Mas a cidade tem o seu símbolo não menos famoso e que tem acompanhado a história do País Basco: a Árvore de Gernika (Garnikako Arbola).

A Árvore de Gernika é o símbolo mais universal dos bascos. Escreve Mario Onaindia Natxiondo, no seu livro «Guía para orientarse en el Laberinto Vasco» [Ediciones Temas de Hoy, S. A. (T. H.), Madrid, 2000]: «Apesar de os bascos praticarem o estranho coquetismo de fazer alarde de que, em política, não se põem de acordo sobre nada, especialmente se é substancial, a árvore de Gernika goza da rara virtude de haver ganho o respeito se não mesmo a veneração não só de todas as ideologias do semicírculo parlamentar basco (algo realmente meritório), mas também de todas as ideologias europeias.»

Símbolo das liberdades bascas, a Árvore de Gernika, é um carvalho plantado em frente da Casa de Juntas de Gernika (Gernikako Batzarretxea), sob a qual o Senhor de Biscaia jurava respeitar as liberdades biscaínas, os Foros de Biscaia. Na actualidade, é ali que o «Lehendakari» do País Basco faz o seu juramento.”

Agora que os conflitos no País Basco se encaminhavam para uma forma de luta mais de acordo com as conquistas democráticas, incluindo a própria ETA, a que não será alheio o êxito do novo partido Bildu, que congregou forças do Batasuna (ou os seus herdeiros), o Euska Alkartasuna (EA) e a Alternativa (os dissidentes dos comunistas bascos), partido este que terá retirado muitos votantes ao PNV e mesmo ao Partido Socialista, chega-me uma notícia do Publico.es, do passado dia 23 de Agosto, enviada por um amigo, que não pode deixar de nos causar profunda preocupação ou indignação mas já não surpresa, como adiante tentaremos explicar.
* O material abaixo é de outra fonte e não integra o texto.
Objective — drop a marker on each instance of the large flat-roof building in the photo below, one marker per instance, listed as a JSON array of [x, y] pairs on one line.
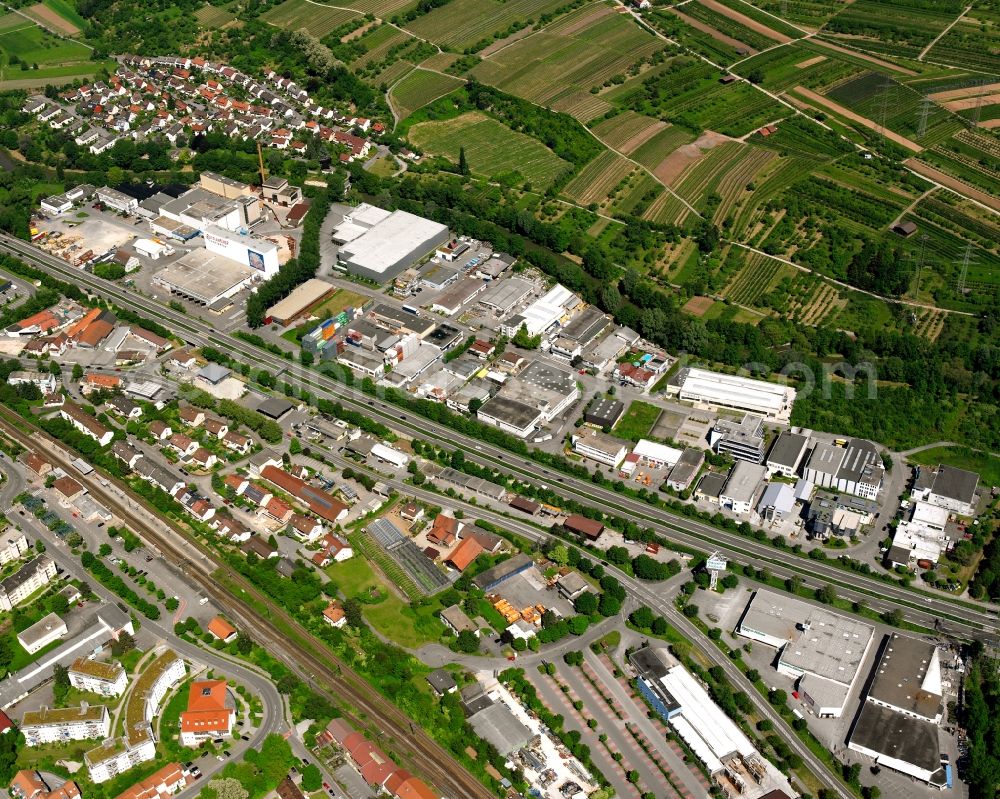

O título da notícia é o que de seguida se reproduz:

«Una asociación ultra homenajea a la aviación nazi que bombardeó Gernika»

Conta-se na notícia que a homenagem foi promovida pela associação ultradireitista Tercios de Aguilar, de Aguilar de Campoo, cujo «Ayuntamiento» está nas mãos do PP, o qual, apesar da associação ultradireitista a ter convocado a partir de 10 de Agosto no seu blogue, não proibiu a manifestação de homenagem e a própria Guarda Civil veio mesmo a afirmar tê-la autorizado. Os elementos da Legião Condor, que destruíram Gernika, como abaixo se mostra, são classificados como «valientes voluntários alemanes», estendendo-se o «tradicional acto-homenaje» aos combatentes fascistas de Franco, apelidados de «nuestros héroes, mártires y caídos nacionales durante la Guerra Civil española»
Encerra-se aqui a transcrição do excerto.